The Toxicologist - Society of Toxicology

28 HIGH CONTENT IMAGING – APPLICATIONS IN
TOXICOLOGY AND TOXICITY TESTING.
W. Mundy. Integrated Systems Toxicology Division, U.S. EPA, Research Triangle
Park, NC.
High Content Imaging (HCI) often referred as high content screening (HCS),
combines state-of-the-art microscopy, robotics, and computer-assisted image analysis
to measure multiple cellular and sub-cellular features. The technology produces
information (digital images and metadata) on cellular response or morphological
changes at a high level of detail. Assays are amenable to high-throughput automation
generating hundreds of measurements per cell and millions of data points from
a single microtiter plate. Introduction of this technology in the pharmaceutical industry
led to analysis of cell signaling and processes such as receptor internalization.

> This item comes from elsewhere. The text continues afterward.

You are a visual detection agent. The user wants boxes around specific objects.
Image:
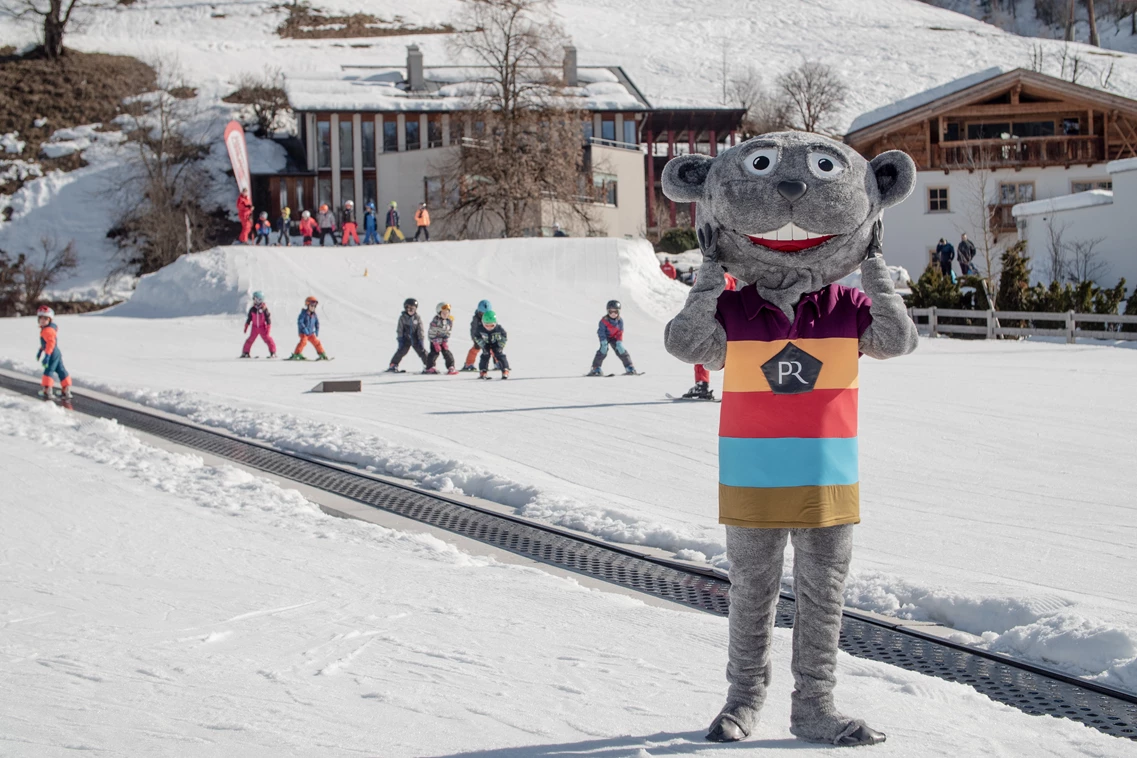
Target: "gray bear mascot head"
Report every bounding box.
[662,132,916,313]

The technology has expanded to include applications in angiogenesis, wound healing,
cell cycle regulation, cell death, neurodegeneration, regeneration, and genotoxicity,
etc. Using these approaches, measurements are made at the single cell or population
level. HCI assays are generally conducted using cell lines, primary cells, and
stem cells. Ex vivo tissue and whole organisms such as Drosophila, C. elegans, and zebrafish
can also be imaged providing knowledge from intact specimens. Novel
strategies for toxicity testing are likely to expand with HCI studies examining biologically
significant cellular perturbations by linking genetic, phenotypic, or functional
cellular changes with adverse outcomes from exposure to environmental
chemicals or pharmaceutical compounds. HCI is likely to become a key technology
for developing toxicity pathway assays as outlined by the 2007 NRC report Toxicity
Testing in the 21st Century: A Vision and A Strategy. Furthermore, it is now evident
toxicology programs in the pharmaceutical industry have adopted this technology
in an effort to expedite the fate of compound candidate selection in preclinic
and clinical trials using key measurements generated with HCI. Therefore it
is important to provide an overview of this technology and its applications in toxicity
testing relative to the HCI field from academia, biopharma, and government
agencies with examples and case studies to gain knowledge and insight into toxicity
pathways.
29 AN INTRODUCTION TO HIGH CONTENT IMAGING
TECHNOLOGIES AND APPLICATIONS IN
TOXICOLOGY.
O. Trask. The Hamner Institutes for Health Sciences, Research Triangle Park, NC.
Sponsor: R. Thomas.
High content imaging (HCI) technology has provided great promise to the scientific
community with a plethora of the different instrumentation platforms covering
a vast array of biological applications to study disease including signaling cascades,
MOA, and phenotypic characterization in immortalized and primary cells,
ex-vivo tissue, and small organisms such as zebrafish, C. elegans and drosophila.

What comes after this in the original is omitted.